Season Finales!!!: Here's a reminder that a bunch of shows like 24, Heroes, and Lost have their season finales this week, so keep watching The TV IV so you can complain about how much they sucked with fellow nerds! SPOILER ALERT: Peter Petrelli is a cylon! R-cat out.
Reppin': JOHNSON MCHUGH
I got this gnarly gash on my leg and it's throbbing and now my head is all swollen up and I look like the redhead dude from that movie Mask. Should I seek medical attention?
Endless Phlegm - Is this Craiglen's question about a persistent hacking cough, or merely the worst buffet advertisement in history? Either way you'll definitely wish you had a sneeze guard handy!
Tell me how to fatten my dad up. - belikeron's father is feeling kind of thin after chemotherapy treatment, and could really use a high-fat diet to help bring his weight back to normal. Luckily, the Something Awful goons have some great ideas about how to pack on the pounds.
Why can't they use complete blood transfusions to treat infections i.e. HIV - Axim learns an important lesson about viruses, and why an oil change isn't going to fix that transmission problem, so to speak.
Should your average American be concerned about parasites? - peezus is concerned about playing host to a nasty little intruder, but everyone else in the thread tells him not to worry. Perhaps the flatworms have migrated to their brains and told them what to type?
When the hell do I take a pregnancy test and other related questions - Speaking of parasites, Lissedae would like to know if it's ever TOO soon to find out if something is growing inside of her.

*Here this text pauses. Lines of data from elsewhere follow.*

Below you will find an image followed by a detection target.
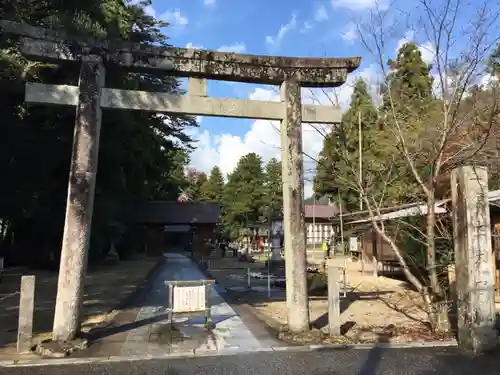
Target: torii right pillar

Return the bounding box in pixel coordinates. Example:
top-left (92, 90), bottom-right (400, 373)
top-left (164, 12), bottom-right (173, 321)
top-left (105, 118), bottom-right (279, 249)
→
top-left (280, 77), bottom-right (309, 332)
top-left (451, 166), bottom-right (497, 354)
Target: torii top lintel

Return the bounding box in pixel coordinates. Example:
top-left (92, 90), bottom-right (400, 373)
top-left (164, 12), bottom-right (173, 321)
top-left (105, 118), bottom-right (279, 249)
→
top-left (0, 20), bottom-right (361, 87)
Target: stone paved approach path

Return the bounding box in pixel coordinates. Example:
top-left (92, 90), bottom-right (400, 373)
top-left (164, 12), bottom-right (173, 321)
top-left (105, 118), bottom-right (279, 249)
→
top-left (121, 253), bottom-right (266, 356)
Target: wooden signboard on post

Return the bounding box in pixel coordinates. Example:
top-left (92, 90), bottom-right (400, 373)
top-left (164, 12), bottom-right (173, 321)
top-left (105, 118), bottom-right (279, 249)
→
top-left (165, 280), bottom-right (214, 329)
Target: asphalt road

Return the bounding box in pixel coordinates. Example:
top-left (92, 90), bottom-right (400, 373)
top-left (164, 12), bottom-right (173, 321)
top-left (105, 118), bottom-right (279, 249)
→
top-left (0, 348), bottom-right (500, 375)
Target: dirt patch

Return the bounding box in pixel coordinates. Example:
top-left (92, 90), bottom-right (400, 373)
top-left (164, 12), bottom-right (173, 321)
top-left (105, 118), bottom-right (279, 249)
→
top-left (0, 258), bottom-right (158, 356)
top-left (205, 260), bottom-right (452, 344)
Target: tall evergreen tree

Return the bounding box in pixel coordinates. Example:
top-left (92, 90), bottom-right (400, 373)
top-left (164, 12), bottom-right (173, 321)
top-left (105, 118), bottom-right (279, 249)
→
top-left (223, 153), bottom-right (265, 236)
top-left (200, 166), bottom-right (224, 203)
top-left (264, 158), bottom-right (283, 217)
top-left (314, 79), bottom-right (377, 210)
top-left (0, 0), bottom-right (196, 264)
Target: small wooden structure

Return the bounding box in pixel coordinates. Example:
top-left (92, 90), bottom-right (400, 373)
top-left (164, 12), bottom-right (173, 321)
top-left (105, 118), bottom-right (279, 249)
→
top-left (165, 280), bottom-right (214, 329)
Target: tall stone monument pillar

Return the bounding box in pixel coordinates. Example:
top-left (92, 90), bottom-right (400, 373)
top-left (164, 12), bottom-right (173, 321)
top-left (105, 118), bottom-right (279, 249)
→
top-left (451, 166), bottom-right (497, 354)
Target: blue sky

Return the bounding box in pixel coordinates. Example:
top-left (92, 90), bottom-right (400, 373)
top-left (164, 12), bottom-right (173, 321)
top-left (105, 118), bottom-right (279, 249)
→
top-left (139, 0), bottom-right (498, 195)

Sudden feeling of heat in my left leg - toaster_pastry may be telling too many harmless white lies, because it appears that a small portion of his pants are on fire. Or maybe it's just a pinched nerve, who's to say?

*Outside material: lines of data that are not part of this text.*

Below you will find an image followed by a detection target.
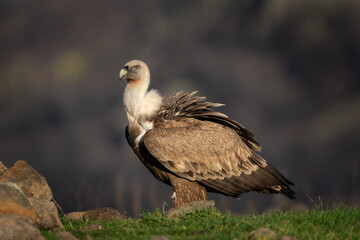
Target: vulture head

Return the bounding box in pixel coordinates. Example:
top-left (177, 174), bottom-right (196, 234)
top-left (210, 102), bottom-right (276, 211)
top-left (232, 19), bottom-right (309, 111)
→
top-left (119, 60), bottom-right (150, 85)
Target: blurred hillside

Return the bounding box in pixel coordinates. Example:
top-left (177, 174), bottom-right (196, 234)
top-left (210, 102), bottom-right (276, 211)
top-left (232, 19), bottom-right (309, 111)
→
top-left (0, 0), bottom-right (360, 215)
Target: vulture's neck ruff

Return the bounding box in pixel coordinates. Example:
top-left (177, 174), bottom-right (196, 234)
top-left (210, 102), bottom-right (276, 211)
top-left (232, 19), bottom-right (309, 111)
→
top-left (120, 60), bottom-right (162, 144)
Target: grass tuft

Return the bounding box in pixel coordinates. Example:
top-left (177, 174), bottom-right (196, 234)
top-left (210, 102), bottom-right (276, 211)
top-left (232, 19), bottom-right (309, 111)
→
top-left (42, 207), bottom-right (360, 239)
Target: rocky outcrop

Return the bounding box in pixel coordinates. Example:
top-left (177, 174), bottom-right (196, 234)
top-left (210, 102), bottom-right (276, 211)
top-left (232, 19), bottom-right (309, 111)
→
top-left (0, 160), bottom-right (53, 201)
top-left (0, 214), bottom-right (45, 240)
top-left (0, 160), bottom-right (64, 229)
top-left (0, 181), bottom-right (36, 222)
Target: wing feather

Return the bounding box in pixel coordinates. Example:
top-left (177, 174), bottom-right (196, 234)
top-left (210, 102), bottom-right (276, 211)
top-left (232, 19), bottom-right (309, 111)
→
top-left (144, 119), bottom-right (258, 181)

If a lot of these guys were in the same room together, someone would end up getting bludgeoned by a Sports Illustrated football phone or a Dale Earnhardt commemorative VHS tape rewinder.
NBA Gameday May/June - Michael Sweetney's Fast Food Revue: Get your playoffs! Get yer playoffs here!

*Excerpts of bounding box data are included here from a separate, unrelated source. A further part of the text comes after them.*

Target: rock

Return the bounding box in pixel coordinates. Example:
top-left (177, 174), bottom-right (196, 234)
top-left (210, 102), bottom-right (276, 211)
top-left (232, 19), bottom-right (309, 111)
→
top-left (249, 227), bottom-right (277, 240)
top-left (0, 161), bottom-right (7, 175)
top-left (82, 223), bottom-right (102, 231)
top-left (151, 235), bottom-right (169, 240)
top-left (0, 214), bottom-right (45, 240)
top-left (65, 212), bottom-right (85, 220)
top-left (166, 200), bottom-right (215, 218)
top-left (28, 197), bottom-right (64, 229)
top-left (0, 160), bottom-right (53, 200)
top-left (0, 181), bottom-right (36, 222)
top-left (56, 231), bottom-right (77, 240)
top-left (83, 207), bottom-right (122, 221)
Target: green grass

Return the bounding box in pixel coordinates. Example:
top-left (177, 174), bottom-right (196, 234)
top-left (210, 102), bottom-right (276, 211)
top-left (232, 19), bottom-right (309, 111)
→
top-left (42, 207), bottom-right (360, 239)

Worst idea in sports history? XFL and 10 Cent Beer night discussion ITT
Xie's Guide to MLB.tv and proxy servers! Can't watch the Devil Rays play the Orlando Middle School Tigers because you live in Buttfuck, Montana? Forum user Xie takes a break from negative emotions and educates our sorry asses.
The SAS L'il All-Stars 2007 Draft: TheChirurgeon returns to give 32 lucky forum users kickass NFL avatars! But guess what? You can't have one!
NFL Offseason: Minicamp Madness (with bonus round the clock Vick coverage): The draft is over and all we have left is waiting patiently to see who shows up to run laps in shorts and helmets. (Note: User FizFashizzle may grant you an extensive knowledge of dog fighting law).
Let's talk technique and strategy: Ever wanted to know why the guys on TV draw on the screen and DON'T make penises? Because they're talking about this shit, dumbass.
Chicago Bears Shufflin' Crew, you better step aside: Football expert (and SAS's most homoerotic poster) from across the sea Trin Tragula brings you something that will lodge in your brain forever. Just watch.
Fantasy Baseball Questions/Advice Thread: Want to shake your e-penis around to 11 other guys you don't know? Learn how here, that's what I do!
NHL News/Views Playoff Edition: Someone Is Going to Get Hurt: Piss and moan in here, or cry with sba as the city of Buffalo surely lets him down again.